What it argues
The Price of Time is Edward Chancellor's history of interest rates — what they are, how they have been set, and what happens when they are persistently pushed below their natural level. Chancellor, a financial historian and former investment strategist, argues that the interest rate is the most important price in a capitalist economy because it governs the tradeoff between present and future value. When that price is distorted, everything downstream is affected.

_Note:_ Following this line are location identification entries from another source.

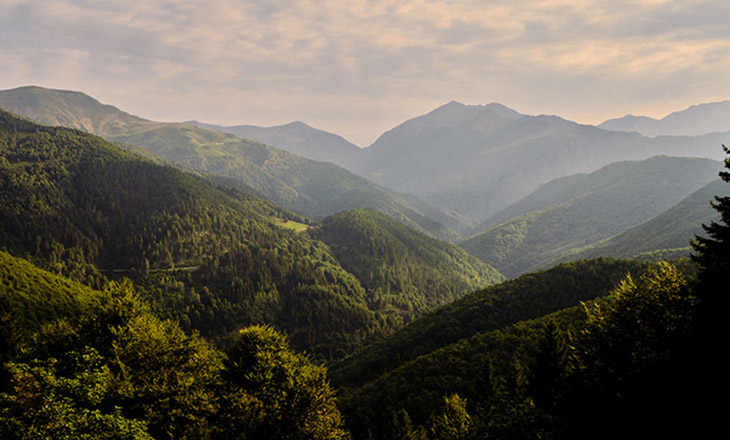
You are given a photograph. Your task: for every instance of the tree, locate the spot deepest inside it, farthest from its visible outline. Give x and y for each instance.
(712, 255)
(631, 359)
(453, 422)
(272, 392)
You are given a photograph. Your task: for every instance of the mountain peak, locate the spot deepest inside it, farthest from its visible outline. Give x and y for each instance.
(695, 120)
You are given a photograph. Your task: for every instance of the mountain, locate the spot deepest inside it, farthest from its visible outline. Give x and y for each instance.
(667, 235)
(80, 363)
(312, 188)
(410, 272)
(296, 138)
(211, 257)
(480, 159)
(450, 349)
(694, 121)
(577, 211)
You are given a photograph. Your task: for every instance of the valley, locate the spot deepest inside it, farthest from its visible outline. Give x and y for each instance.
(474, 273)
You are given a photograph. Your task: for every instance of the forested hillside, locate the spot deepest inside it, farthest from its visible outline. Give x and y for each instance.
(212, 258)
(578, 211)
(477, 160)
(408, 272)
(638, 362)
(85, 364)
(312, 188)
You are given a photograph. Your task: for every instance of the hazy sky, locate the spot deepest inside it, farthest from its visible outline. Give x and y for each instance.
(358, 68)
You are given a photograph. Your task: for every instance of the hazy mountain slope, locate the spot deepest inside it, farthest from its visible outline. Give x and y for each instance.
(408, 271)
(309, 187)
(213, 259)
(456, 348)
(667, 234)
(693, 121)
(297, 138)
(527, 297)
(596, 206)
(477, 160)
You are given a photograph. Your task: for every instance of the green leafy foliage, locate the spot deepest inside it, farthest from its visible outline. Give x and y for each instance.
(112, 370)
(210, 257)
(528, 297)
(406, 272)
(579, 211)
(313, 188)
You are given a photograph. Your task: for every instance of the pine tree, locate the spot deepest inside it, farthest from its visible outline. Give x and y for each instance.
(712, 253)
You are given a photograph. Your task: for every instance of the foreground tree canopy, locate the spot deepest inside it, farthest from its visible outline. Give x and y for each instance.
(99, 364)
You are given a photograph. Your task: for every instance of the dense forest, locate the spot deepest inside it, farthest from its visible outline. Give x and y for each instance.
(138, 301)
(213, 258)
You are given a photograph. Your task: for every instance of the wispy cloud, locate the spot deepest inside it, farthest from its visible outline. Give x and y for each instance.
(360, 67)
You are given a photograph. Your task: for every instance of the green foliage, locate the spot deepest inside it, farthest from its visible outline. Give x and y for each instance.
(405, 272)
(452, 422)
(588, 209)
(274, 393)
(110, 369)
(470, 346)
(210, 257)
(528, 297)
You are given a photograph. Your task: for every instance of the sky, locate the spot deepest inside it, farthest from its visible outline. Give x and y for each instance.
(359, 67)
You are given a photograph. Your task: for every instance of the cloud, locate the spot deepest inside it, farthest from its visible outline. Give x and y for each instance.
(359, 67)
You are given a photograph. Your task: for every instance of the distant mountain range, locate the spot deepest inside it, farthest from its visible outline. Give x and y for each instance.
(693, 121)
(211, 257)
(297, 138)
(480, 159)
(457, 171)
(312, 188)
(579, 211)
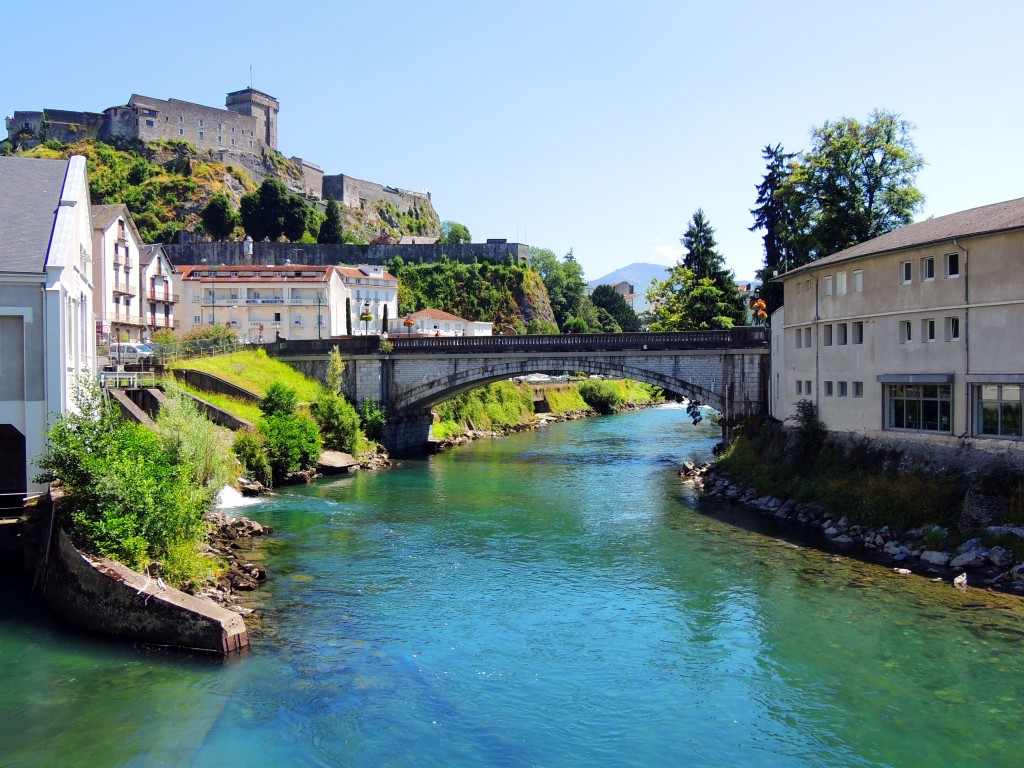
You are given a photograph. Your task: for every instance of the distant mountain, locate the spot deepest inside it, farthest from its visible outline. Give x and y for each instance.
(639, 273)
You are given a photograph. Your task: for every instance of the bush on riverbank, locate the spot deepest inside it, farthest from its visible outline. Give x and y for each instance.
(136, 496)
(863, 482)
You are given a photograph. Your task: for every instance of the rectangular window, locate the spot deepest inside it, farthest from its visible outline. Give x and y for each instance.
(997, 410)
(905, 332)
(952, 329)
(926, 408)
(952, 264)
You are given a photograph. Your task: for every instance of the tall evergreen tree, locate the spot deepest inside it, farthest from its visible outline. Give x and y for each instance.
(331, 228)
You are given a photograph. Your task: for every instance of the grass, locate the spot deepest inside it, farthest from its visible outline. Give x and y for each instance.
(254, 371)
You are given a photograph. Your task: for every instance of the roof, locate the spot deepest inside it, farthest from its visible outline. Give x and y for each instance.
(289, 273)
(103, 216)
(352, 271)
(30, 195)
(984, 220)
(430, 313)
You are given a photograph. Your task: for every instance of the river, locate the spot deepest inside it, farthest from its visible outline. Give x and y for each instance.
(554, 598)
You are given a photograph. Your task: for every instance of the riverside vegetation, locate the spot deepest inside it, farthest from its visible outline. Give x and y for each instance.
(864, 496)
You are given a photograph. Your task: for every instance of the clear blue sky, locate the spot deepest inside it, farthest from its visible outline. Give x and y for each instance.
(597, 126)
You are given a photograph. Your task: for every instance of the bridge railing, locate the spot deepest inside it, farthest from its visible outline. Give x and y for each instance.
(737, 338)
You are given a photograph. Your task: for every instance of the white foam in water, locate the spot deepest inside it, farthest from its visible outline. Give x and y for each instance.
(228, 498)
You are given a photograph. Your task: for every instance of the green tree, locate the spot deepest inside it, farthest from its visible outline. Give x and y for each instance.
(607, 298)
(331, 228)
(454, 233)
(218, 218)
(856, 182)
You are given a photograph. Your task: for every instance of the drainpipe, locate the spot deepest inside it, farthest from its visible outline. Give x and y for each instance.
(967, 338)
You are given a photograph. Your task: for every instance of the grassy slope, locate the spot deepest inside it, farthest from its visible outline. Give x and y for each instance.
(255, 372)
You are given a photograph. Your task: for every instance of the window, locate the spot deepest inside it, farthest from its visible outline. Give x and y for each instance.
(858, 332)
(952, 329)
(997, 410)
(904, 332)
(952, 264)
(925, 408)
(905, 272)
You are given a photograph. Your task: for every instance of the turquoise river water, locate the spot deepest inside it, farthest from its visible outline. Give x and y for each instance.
(555, 598)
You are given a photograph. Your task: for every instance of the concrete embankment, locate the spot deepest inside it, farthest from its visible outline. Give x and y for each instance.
(100, 595)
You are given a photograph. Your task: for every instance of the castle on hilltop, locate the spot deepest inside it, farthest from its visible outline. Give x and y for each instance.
(244, 133)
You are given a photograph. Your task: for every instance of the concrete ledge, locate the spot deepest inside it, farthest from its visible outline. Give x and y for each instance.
(104, 596)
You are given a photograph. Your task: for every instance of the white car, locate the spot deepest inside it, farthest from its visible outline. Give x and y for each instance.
(130, 352)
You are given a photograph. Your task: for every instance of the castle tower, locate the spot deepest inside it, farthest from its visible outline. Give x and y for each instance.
(260, 105)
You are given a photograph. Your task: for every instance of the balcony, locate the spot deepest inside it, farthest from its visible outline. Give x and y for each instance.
(124, 289)
(165, 296)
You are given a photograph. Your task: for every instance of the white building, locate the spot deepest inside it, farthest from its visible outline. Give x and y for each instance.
(373, 295)
(913, 336)
(47, 338)
(295, 301)
(116, 246)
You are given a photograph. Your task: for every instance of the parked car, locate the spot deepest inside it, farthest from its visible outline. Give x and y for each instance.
(130, 352)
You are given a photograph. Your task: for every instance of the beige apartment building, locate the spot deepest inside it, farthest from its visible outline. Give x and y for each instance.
(295, 301)
(916, 335)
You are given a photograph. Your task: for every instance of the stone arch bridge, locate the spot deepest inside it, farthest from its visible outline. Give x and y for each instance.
(727, 370)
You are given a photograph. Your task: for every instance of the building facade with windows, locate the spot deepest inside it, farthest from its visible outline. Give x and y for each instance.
(117, 247)
(259, 303)
(913, 335)
(47, 341)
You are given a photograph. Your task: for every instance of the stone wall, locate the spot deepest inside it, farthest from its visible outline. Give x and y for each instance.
(229, 254)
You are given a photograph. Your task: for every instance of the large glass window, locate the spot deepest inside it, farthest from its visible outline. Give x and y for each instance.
(997, 410)
(925, 408)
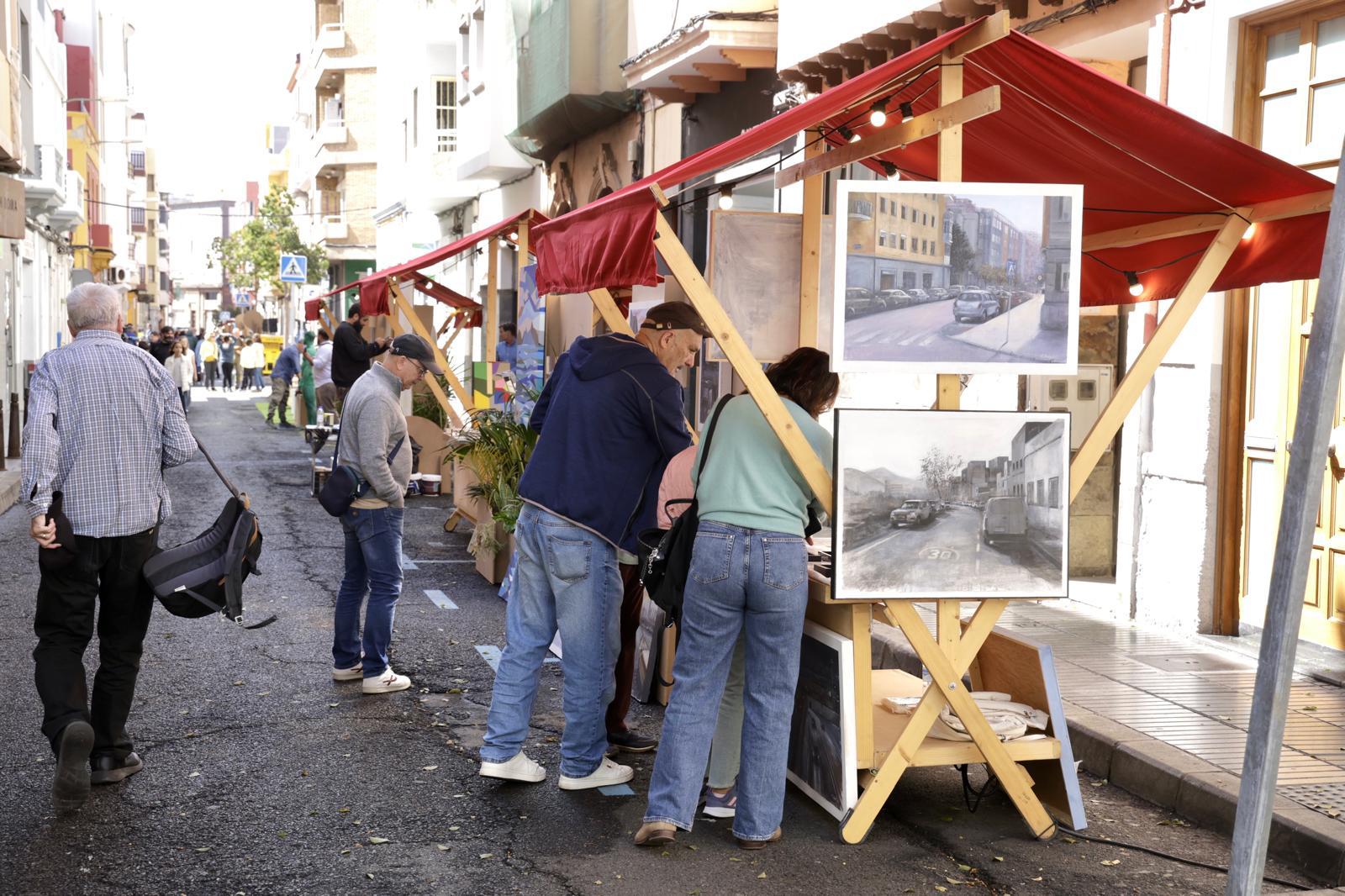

The book opens with the intellectual history of interest, from ancient Mesopotamia through Aristotle, through the Church's condemnation of usury, through the emergence of financial markets in the Netherlands and England. The history is not decorative. Chancellor uses it to establish that civilizations have consistently struggled with the question of how to price time, and that suppressing interest has consistently produced similar consequences: asset bubbles, capital misallocation, and eventual reckoning.
What it gets right
- 1.
The interest rate is the price of time — the premium placed on having something now rather than later. It is arguably the most important price in a market economy because it governs every decision involving a future tradeoff.
- 2.
Historically, attempts to suppress interest rates below their natural level have consistently produced asset bubbles, capital misallocation, and eventually inflationary correction.
- 3.
The ultra-low rate era of 2009–2021 created zombie companies: businesses too indebted or unprofitable to survive at normal rates, kept alive by artificially cheap credit and generating no real economic value.
What it covers
Who wrote it
Edward Chancellor is a British financial historian, journalist, and former investment strategist at GMO. He is the author of Devil Take the Hindmost: A History of Financial Speculation, which covered the history of financial bubbles from the tulip mania to the dot-com era. Chancellor has written for the Financial Times, the Wall Street Journal, and other publications, and has spent decades at the intersection of financial markets and historical analysis. The Price of Time represents his most sustained argument about monetary policy and its consequences.